In Artikel 25 ist eine schriftliche Zustimmung zu präsymptomatischen und pränatalen genetischen Untersuchungen vorgesehen. Die Minderheit Aebischer Matthias fordert eine Ausweitung dieser Schriftlichkeit auf alle genetischen Untersuchungen im medizinischen Bereich. Die Ausweitung betrifft wie in Artikel 21 auch die diagnostischen Untersuchungen, bei denen es lediglich um die Wahl der richtigen Therapie geht. Die Kommission lehnt deshalb diese Ausweitung mit 15 zu 9 Stimmen ab.
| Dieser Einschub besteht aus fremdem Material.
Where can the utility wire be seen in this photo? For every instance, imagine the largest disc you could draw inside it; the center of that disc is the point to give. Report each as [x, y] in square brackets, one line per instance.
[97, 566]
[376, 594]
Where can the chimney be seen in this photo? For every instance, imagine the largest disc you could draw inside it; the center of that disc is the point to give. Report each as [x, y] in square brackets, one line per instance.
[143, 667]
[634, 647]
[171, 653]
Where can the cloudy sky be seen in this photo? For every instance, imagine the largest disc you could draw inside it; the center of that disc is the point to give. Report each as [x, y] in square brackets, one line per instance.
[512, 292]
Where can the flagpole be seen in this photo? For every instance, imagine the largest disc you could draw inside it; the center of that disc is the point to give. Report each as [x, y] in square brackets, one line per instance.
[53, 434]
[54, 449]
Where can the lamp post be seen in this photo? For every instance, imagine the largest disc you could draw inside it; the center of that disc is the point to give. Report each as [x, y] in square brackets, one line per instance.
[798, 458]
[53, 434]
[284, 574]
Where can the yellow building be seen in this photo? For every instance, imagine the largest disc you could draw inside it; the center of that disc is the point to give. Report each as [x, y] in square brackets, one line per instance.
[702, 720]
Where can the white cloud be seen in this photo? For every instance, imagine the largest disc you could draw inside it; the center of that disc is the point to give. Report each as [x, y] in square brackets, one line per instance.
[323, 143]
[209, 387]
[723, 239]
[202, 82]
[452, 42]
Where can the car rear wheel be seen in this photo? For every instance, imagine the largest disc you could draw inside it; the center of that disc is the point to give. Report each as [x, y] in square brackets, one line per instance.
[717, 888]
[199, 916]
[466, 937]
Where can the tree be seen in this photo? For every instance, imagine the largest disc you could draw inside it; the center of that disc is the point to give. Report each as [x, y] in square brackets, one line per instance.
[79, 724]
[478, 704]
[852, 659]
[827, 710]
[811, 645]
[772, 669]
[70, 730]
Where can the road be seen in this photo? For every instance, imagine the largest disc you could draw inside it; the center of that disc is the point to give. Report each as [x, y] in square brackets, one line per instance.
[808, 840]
In Artikel 8 des Gesetzes ist das Recht auf Nichtwissen verankert. Betroffene Personen müssen das Ergebnis einer genetischen Untersuchung nicht zur Kenntnis nehmen, wenn sie das nicht wollen. Da der Fötus sein Recht selber nicht wahrnehmen kann, fordert die Minderheit Aebischer Matthias in Artikel 26 mit einem zusätzlichen Absatz, dass der schwangeren Frau das Ergebnis mitgeteilt werden muss, wenn für den Fötus eine unmittelbar drohende physische Gefahr besteht, die abgewendet werden könnte. Die Kommission blieb mit 15 zu 7 Stimmen bei 1 Enthaltung bei der Fassung des Bundesrates. Die Mehrheit überlässt diese Entscheidung also der schwangeren Frau.

Beim Antrag der Minderheit Hardegger zu Artikel 30 geht es um Reihenuntersuchungen. Diese dienen der Früherkennung von genetisch bedingten Krankheiten. In der Schweiz wird zurzeit nur das Neugeborenen-Screening als Reihenuntersuchung durchgeführt. Das Gesetz sieht vor, dass das BAG das Anwendungskonzept bewilligen muss, wie dies heute schon der Fall ist. Die Minderheit Hardegger verlangt, dass stattdessen der Bundesrat das Anwendungskonzept bewilligt. Die Kommission hält mit 17 zu 7 Stimmen daran fest, dass diese Kompetenz beim BAG bleibt.

Im Namen der Kommission bitte ich Sie, alle Minderheitsanträge abzulehnen, auch wenn ich persönlich alle Minderheitsanträge unterstütze.